# Ideal temp for Endlers??



## RavenSkyfire1

I think I may be keeping my Endlers a little too warm. Tank is sitting at about 79 degrees and they seem to just be hanging out at the top. Not gasping or anything, just floating right under the surface. I know part of it is stress from being put in a different tank than what they were in at the petstore. They do swim around a bit and eat like normal. 

I've turned down the heater and am aiming for a temp more like 76ish. Since turning it down less than an hour ago, they already seem to be swimming more so I am keeping my toes crossed that it is just a temp issue and not something else! I've been looking at alot of care sheets for these guys and every single one of them says a different temp. I know some of you keep Endlers and I was hoping that you'd share with me what temps you keep them at?

Oh yeah, this tank is not a new setup. It's been running since April. I do not have recent readings on it tho, I took my test kits home and keep forgetting to bring them back. Currently there is fake plants in the tank, tho the roots of some baby spider plants are hanging in the water (haven't gotten around to potting up the start and actually kinda like the look). They will be getting a bigger tank probably next week but the filter from this tank will be put in the new one so I shouldn't have to worry about too much of a tank recycle (I hope!!!). Live plants will be replacing the fake once I can get my hands on a decent lid for the tank and a lamp that I like. Will only be low light plants but it'll be better than the fake ones!
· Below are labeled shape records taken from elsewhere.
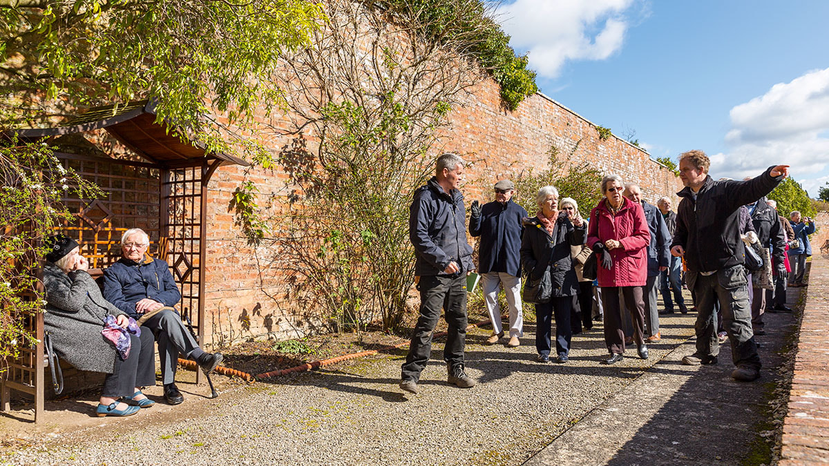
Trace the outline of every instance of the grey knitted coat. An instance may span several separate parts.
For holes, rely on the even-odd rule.
[[[118,352],[101,334],[107,314],[123,314],[104,296],[84,270],[64,273],[56,265],[43,266],[46,308],[43,325],[58,356],[81,371],[112,373]]]

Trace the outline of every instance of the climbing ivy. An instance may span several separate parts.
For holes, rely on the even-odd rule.
[[[538,91],[536,72],[527,70],[526,55],[517,56],[509,46],[510,36],[487,16],[483,2],[468,7],[468,2],[451,0],[366,0],[370,5],[395,13],[414,12],[419,32],[442,43],[451,43],[462,54],[469,54],[501,85],[501,98],[511,109]]]

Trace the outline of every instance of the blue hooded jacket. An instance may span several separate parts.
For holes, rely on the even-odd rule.
[[[138,319],[135,303],[149,298],[165,306],[174,306],[182,294],[172,279],[170,267],[160,259],[146,256],[135,262],[122,258],[104,271],[104,298]]]
[[[475,269],[472,246],[466,239],[466,209],[463,195],[451,195],[432,177],[414,192],[409,209],[409,240],[414,246],[414,275],[445,274],[453,260],[462,272]]]

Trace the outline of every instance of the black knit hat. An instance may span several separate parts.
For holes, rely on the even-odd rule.
[[[44,243],[49,248],[46,260],[53,264],[78,247],[78,243],[75,240],[61,233],[49,236],[44,240]]]

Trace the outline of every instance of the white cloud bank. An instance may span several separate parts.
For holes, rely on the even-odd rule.
[[[530,67],[558,76],[573,60],[604,60],[622,47],[633,0],[516,0],[497,17],[513,48],[530,52]]]
[[[785,163],[809,195],[817,196],[819,180],[827,178],[820,175],[829,167],[829,68],[774,85],[731,109],[730,117],[730,149],[711,157],[715,176],[739,179]]]

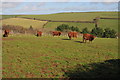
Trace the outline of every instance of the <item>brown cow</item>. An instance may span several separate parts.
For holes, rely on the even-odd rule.
[[[71,39],[72,37],[73,37],[73,38],[77,38],[77,35],[78,35],[77,32],[69,32],[69,33],[68,33],[69,39]]]
[[[62,34],[62,32],[60,32],[60,31],[52,31],[53,36],[60,36],[61,34]]]
[[[41,31],[37,31],[37,37],[38,36],[42,36],[42,32]]]
[[[9,30],[5,30],[5,31],[4,31],[4,34],[3,34],[3,37],[8,37],[9,32],[10,32]]]
[[[85,40],[85,43],[86,43],[86,40],[89,40],[92,42],[94,40],[94,38],[95,38],[95,36],[93,36],[91,34],[88,34],[88,33],[83,34],[83,42]]]

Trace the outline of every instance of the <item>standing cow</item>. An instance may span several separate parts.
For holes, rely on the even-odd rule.
[[[86,43],[86,40],[89,40],[89,41],[93,41],[95,38],[95,36],[91,35],[91,34],[88,34],[88,33],[85,33],[83,34],[83,42],[85,41]]]
[[[73,38],[77,38],[77,35],[78,35],[77,32],[69,32],[69,33],[68,33],[69,39],[72,39],[72,37],[73,37]]]
[[[61,34],[62,34],[62,32],[60,32],[60,31],[52,31],[53,36],[60,36]]]
[[[38,36],[42,36],[42,32],[41,31],[37,31],[37,37]]]
[[[9,30],[5,30],[5,31],[4,31],[4,34],[3,34],[3,37],[8,37],[9,32],[10,32]]]

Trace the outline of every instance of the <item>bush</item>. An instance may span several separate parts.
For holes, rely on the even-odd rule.
[[[82,30],[82,33],[83,33],[83,34],[84,34],[84,33],[89,33],[88,28],[87,28],[87,27],[84,28],[84,29]]]
[[[103,37],[104,31],[100,27],[95,27],[92,29],[91,34],[93,34],[97,37]]]

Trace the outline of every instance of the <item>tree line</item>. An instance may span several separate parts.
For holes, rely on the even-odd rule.
[[[69,26],[67,24],[61,24],[57,26],[56,30],[62,32],[76,31],[79,33],[89,33],[94,36],[102,37],[102,38],[115,38],[117,36],[116,35],[117,32],[114,29],[110,29],[110,28],[102,29],[101,27],[94,27],[92,30],[88,30],[88,28],[86,27],[80,31],[78,27]]]

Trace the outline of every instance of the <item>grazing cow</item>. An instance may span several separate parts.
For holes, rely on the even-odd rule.
[[[91,34],[88,34],[88,33],[83,34],[83,42],[85,40],[85,43],[86,43],[86,40],[89,40],[92,42],[94,40],[94,38],[95,38],[95,36],[93,36]]]
[[[37,31],[37,37],[38,36],[42,36],[42,32],[41,31]]]
[[[60,32],[60,31],[52,31],[53,36],[60,36],[61,34],[62,34],[62,32]]]
[[[73,37],[73,38],[77,38],[77,35],[78,35],[77,32],[69,32],[69,33],[68,33],[69,39],[72,39],[72,37]]]
[[[9,35],[9,30],[5,30],[4,34],[3,34],[3,37],[8,37],[8,35]]]

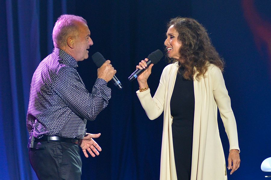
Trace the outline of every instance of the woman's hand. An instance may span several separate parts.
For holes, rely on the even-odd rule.
[[[232,170],[230,173],[231,175],[240,166],[241,160],[239,151],[237,149],[231,149],[229,154],[228,161],[229,163],[228,169]]]
[[[146,62],[149,60],[148,58],[145,58],[139,63],[139,65],[136,66],[136,69],[143,69],[147,68],[147,64]],[[147,80],[151,73],[151,68],[153,66],[153,64],[150,65],[142,73],[137,77],[137,81],[140,88],[147,87]]]

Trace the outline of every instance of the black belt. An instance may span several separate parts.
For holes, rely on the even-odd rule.
[[[35,138],[35,141],[36,142],[40,141],[59,141],[64,142],[72,142],[77,145],[80,143],[80,140],[76,139],[65,138],[59,136],[44,136],[39,139]]]

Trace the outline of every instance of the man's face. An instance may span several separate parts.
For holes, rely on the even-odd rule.
[[[74,48],[73,56],[76,61],[81,61],[89,57],[89,46],[93,45],[90,38],[90,31],[88,26],[83,22],[79,22],[78,35],[73,40]]]

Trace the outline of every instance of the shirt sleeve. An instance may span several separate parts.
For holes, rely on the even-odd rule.
[[[236,122],[224,79],[219,68],[214,67],[213,69],[214,71],[213,93],[229,139],[229,149],[238,149],[240,152]]]
[[[52,88],[67,106],[80,118],[94,120],[108,104],[111,89],[103,79],[96,80],[90,94],[75,69],[61,68],[52,83]]]
[[[148,117],[151,120],[156,119],[161,115],[164,110],[165,87],[164,70],[161,75],[159,85],[153,98],[151,97],[150,90],[143,92],[136,91],[136,94]]]

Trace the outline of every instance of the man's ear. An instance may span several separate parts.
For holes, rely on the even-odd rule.
[[[71,49],[74,48],[74,39],[73,37],[69,37],[67,39],[67,44]]]

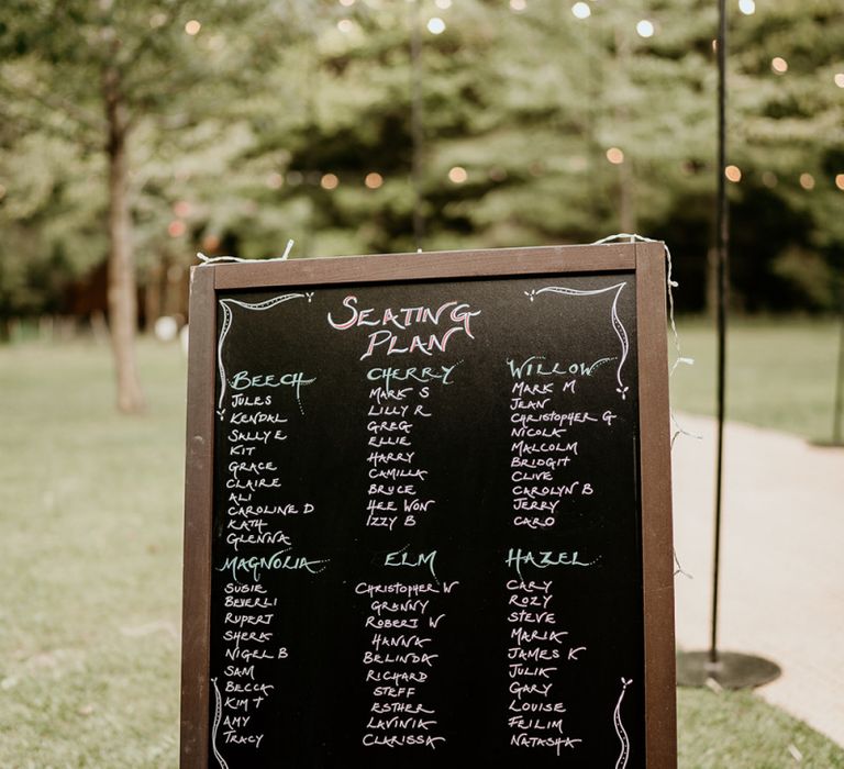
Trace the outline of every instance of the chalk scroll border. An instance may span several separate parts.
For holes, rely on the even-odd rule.
[[[289,302],[291,299],[307,299],[310,303],[311,299],[313,299],[313,292],[285,293],[280,297],[274,297],[273,299],[267,299],[263,302],[242,302],[240,299],[231,298],[219,300],[220,308],[223,311],[223,325],[220,328],[220,338],[216,343],[216,369],[220,374],[220,400],[216,404],[216,415],[220,419],[223,419],[223,415],[225,414],[225,410],[223,409],[223,401],[225,399],[225,386],[227,380],[225,378],[225,364],[223,364],[223,344],[225,343],[225,337],[229,335],[229,332],[232,328],[232,324],[234,323],[234,313],[231,305],[236,304],[237,307],[244,308],[246,310],[256,310],[262,312],[264,310],[270,310],[274,307],[278,307],[282,302]],[[301,409],[301,404],[299,408]]]
[[[220,726],[220,718],[222,717],[222,703],[220,696],[220,688],[216,686],[216,678],[211,679],[211,683],[214,686],[214,723],[211,727],[211,749],[214,751],[214,758],[220,765],[221,769],[229,769],[229,765],[225,759],[220,755],[220,750],[216,749],[216,729]]]
[[[615,727],[615,734],[621,743],[621,753],[615,760],[615,769],[625,769],[628,760],[630,759],[630,737],[621,721],[621,702],[624,700],[624,692],[628,691],[628,687],[631,683],[633,683],[632,678],[621,679],[621,694],[619,694],[619,701],[615,703],[615,710],[612,712],[612,724]]]
[[[628,391],[630,388],[624,384],[621,379],[621,369],[624,368],[624,363],[626,361],[628,354],[630,353],[630,338],[628,336],[628,330],[624,327],[624,324],[619,317],[619,297],[621,296],[621,292],[624,290],[626,285],[628,282],[623,281],[621,283],[615,283],[614,286],[608,286],[607,288],[592,290],[573,289],[566,286],[546,286],[545,288],[531,289],[530,291],[524,292],[524,296],[528,297],[528,299],[534,301],[534,299],[541,293],[562,293],[566,297],[596,297],[600,293],[607,293],[608,291],[615,291],[615,296],[612,299],[612,308],[610,309],[610,323],[612,324],[612,328],[615,332],[615,336],[619,337],[619,342],[621,343],[621,358],[619,360],[619,367],[615,370],[615,380],[618,381],[619,386],[615,388],[615,392],[621,395],[621,400],[623,401],[628,399]]]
Sorry to post a novel just to ask one simple question! Thanks for helping me out!!!!


----------



## dalfed

79 is just fine for endlers


----------



## susankat

I usually kept mine at 77, seems like a happy medium and I have been keeping them for a few years.


----------



## skiffia 1

79 is a little too warm i find endlers do very well at 70


----------



## RavenSkyfire1

Tank is now sitting right about 76-77 degrees and I am seeing alot more activity! The male is even dancing for the girls (flaring out his tail and jittering in place. Thought he was having a seizure or something when I first saw him do it!! LOL). I'm going to keep them at this temp for a day or so and see how they do. If need be, I can drop the temps a bit more once I get them into the new tank next week. I just don't want to mess with them too much and stress them out even more than they are.
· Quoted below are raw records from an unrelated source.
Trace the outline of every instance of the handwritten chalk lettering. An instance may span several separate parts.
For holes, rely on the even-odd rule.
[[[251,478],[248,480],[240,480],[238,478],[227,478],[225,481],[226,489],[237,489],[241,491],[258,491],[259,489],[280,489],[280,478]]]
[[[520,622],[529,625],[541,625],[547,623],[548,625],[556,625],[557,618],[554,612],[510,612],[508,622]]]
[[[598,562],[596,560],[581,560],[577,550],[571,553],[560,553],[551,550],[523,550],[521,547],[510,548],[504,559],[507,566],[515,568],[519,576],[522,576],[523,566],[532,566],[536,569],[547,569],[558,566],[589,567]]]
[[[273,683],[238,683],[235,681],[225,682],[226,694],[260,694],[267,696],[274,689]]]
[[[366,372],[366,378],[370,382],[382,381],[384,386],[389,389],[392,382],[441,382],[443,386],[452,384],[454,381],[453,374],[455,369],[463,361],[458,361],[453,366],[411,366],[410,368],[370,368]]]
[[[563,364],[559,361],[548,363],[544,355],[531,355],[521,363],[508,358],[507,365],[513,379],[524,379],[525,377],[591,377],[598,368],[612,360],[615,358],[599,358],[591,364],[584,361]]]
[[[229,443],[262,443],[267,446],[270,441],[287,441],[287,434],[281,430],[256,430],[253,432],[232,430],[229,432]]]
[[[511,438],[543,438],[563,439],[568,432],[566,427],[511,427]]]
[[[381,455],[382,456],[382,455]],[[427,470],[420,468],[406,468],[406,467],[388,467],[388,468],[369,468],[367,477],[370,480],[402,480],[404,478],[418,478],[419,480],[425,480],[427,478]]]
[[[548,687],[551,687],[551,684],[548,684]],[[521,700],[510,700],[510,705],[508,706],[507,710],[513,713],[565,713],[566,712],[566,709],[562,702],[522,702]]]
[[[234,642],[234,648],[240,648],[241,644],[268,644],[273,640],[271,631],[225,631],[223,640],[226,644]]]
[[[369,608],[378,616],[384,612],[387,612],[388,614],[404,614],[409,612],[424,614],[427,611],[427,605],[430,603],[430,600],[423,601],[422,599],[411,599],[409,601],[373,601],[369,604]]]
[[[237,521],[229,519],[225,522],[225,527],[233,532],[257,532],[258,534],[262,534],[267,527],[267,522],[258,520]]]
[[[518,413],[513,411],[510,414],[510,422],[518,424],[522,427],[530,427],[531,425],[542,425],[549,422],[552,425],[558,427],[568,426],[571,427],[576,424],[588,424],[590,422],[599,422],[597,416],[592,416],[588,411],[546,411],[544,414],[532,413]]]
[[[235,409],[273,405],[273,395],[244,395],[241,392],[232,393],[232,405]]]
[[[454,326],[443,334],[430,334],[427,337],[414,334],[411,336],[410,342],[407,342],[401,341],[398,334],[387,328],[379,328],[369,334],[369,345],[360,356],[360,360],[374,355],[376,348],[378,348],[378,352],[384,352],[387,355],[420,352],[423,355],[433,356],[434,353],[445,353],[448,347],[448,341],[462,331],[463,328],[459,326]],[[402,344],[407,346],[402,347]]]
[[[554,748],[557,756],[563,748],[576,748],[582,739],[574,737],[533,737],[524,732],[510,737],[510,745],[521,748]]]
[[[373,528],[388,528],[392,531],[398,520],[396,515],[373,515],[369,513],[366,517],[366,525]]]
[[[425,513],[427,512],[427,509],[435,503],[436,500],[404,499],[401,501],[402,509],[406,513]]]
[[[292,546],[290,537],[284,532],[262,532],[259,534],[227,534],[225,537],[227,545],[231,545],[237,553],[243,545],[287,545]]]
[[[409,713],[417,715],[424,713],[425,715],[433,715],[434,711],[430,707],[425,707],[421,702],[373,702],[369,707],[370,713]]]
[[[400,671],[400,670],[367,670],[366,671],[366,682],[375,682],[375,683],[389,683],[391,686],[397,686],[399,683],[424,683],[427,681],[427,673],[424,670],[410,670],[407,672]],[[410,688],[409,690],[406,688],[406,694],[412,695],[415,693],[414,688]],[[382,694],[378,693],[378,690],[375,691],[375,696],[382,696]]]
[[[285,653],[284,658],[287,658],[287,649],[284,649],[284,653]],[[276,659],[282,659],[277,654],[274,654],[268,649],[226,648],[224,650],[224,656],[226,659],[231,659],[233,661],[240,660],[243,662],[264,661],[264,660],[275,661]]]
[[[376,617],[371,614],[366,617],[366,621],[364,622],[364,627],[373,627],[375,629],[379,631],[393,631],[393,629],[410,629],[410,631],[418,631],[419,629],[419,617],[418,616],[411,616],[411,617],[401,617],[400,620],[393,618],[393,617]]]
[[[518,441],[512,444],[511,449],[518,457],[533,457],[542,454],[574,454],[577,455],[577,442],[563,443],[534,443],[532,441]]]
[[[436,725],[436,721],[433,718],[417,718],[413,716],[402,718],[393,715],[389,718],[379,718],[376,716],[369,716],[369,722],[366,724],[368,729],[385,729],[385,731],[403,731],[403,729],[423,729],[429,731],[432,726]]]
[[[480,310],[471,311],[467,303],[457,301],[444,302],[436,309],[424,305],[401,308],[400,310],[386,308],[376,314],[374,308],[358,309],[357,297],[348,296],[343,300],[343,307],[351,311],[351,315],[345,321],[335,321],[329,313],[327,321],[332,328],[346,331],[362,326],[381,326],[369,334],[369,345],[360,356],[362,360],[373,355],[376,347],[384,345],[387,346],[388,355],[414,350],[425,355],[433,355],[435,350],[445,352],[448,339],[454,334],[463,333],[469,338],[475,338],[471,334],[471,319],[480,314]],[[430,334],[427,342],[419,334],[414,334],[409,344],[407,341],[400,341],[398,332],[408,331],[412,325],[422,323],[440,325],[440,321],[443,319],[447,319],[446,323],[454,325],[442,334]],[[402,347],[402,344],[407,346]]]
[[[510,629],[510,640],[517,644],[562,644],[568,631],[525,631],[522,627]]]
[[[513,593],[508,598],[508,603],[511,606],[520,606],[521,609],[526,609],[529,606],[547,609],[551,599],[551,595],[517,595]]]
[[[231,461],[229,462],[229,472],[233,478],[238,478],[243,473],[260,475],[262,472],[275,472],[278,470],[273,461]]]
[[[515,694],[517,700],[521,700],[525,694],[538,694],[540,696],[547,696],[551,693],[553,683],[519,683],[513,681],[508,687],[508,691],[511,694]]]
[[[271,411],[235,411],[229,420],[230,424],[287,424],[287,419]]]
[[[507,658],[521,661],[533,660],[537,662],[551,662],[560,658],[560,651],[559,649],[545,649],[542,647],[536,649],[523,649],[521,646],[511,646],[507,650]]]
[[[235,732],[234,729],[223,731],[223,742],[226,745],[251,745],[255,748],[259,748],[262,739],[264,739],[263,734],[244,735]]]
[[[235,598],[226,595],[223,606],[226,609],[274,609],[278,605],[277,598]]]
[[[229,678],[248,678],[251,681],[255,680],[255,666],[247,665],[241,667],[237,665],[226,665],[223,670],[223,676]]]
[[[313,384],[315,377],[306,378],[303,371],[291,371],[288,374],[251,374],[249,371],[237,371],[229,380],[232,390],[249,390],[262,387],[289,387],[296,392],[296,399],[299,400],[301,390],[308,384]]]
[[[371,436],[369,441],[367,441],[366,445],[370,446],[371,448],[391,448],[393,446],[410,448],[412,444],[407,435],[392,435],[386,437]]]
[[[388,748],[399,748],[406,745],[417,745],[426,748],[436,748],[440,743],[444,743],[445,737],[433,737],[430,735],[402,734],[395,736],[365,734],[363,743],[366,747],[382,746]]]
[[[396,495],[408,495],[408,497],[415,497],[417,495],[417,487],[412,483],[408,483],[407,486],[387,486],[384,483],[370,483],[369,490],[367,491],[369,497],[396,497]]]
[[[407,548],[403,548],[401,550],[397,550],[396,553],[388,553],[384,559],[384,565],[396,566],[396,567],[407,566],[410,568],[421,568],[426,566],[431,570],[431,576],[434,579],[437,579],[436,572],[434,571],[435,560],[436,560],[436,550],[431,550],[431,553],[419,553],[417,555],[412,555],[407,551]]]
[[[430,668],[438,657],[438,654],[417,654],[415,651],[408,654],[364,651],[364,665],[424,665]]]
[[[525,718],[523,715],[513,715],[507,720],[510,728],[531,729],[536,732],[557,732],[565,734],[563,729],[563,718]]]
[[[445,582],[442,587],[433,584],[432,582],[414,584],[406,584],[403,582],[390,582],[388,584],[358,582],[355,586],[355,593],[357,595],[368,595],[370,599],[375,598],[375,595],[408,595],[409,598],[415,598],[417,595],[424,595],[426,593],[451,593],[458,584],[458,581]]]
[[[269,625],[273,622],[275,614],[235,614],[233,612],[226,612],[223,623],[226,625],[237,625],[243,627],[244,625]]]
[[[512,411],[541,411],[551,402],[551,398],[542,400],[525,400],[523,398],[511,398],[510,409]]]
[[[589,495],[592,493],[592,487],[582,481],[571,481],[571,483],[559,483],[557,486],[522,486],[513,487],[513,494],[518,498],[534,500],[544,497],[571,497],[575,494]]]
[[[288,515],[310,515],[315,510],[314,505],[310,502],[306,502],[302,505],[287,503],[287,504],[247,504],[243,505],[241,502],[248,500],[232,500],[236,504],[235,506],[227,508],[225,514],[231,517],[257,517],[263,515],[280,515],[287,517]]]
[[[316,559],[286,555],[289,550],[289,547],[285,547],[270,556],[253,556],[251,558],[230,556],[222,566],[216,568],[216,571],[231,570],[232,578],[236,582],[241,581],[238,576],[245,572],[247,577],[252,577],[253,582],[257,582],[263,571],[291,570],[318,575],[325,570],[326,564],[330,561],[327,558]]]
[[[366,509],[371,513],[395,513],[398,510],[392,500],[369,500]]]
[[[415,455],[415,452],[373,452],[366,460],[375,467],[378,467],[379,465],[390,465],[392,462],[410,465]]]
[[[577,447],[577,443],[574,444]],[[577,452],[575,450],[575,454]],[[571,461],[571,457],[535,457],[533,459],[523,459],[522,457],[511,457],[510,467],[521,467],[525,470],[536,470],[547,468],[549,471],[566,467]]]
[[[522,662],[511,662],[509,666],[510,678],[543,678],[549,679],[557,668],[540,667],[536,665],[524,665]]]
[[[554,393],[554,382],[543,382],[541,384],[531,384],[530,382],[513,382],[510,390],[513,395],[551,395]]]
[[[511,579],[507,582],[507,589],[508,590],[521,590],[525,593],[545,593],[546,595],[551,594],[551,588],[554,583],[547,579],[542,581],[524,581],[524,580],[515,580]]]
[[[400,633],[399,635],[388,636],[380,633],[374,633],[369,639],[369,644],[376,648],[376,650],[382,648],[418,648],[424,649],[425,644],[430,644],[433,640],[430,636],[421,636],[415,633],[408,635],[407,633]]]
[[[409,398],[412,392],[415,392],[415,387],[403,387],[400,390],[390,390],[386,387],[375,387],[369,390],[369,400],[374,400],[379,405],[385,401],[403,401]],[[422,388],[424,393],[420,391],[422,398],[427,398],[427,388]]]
Neat little fish tho!!! The juvie male is starting to color up nicely and I can't wait till I get some babies so I can watch them color up also! I do believe I'm hooked on these little guys! Might need to set up another tank and see how I do with some of the other livebearers. I've been looking at some of the wild types and I think if I do enough research and get a good enough setup, I might try a pair or two!

Thank for your help guys!!!


----------



## susankat

Well if you look at the region they are from. Venesuela the water very seldom drops below 75 so its safe to say that 77 is a good temp for them. I bred them in a pond out in the back yard during the summer months and the waters would reach 85 to 90 and they were fine, when I would bring them in for the winter I would bring in 10 times as many as I took. With the warmer temps make sure to add an airstone as higher temps mean less oxygen in the water.

Temp also has an effect on the sex of fry, the warmer the temp the more males you will have.


----------



## RavenSkyfire1

So far, 77 seems to be the temp they like. I called the store that I got them from and that's about where they keep their Endler tank also. I'm seeing more browsing activity so I think so far so good. I do think that I'm gonna put a small airstone in there tho just to help with the oxygen in the water and maybe turn the flow up on the filter a tiny bit.


----------



## navigator black

I have kept and bred them as low as 68f, but they always did best here at 73-74f.


----------



## ArtyG

My endlers seem to be just as happy and active at 72 as at 82 degrees. I shoot for 76 but things happen.


----------



## ArtyG

:fish5::fish5:My endlers seem to be just as happy and active at 72 as at 82 degrees. I shoot for 76 but things happen.


----------



## RavenSkyfire1

Most deffinately kept them too warm!! Today, I see no hovering and they are actively swimming around, browsing, the male is jittering for the girl, the juvie boy is getting nice colors and the only think left is to wait for the new tank to show up!

Thank you all!!!!


----------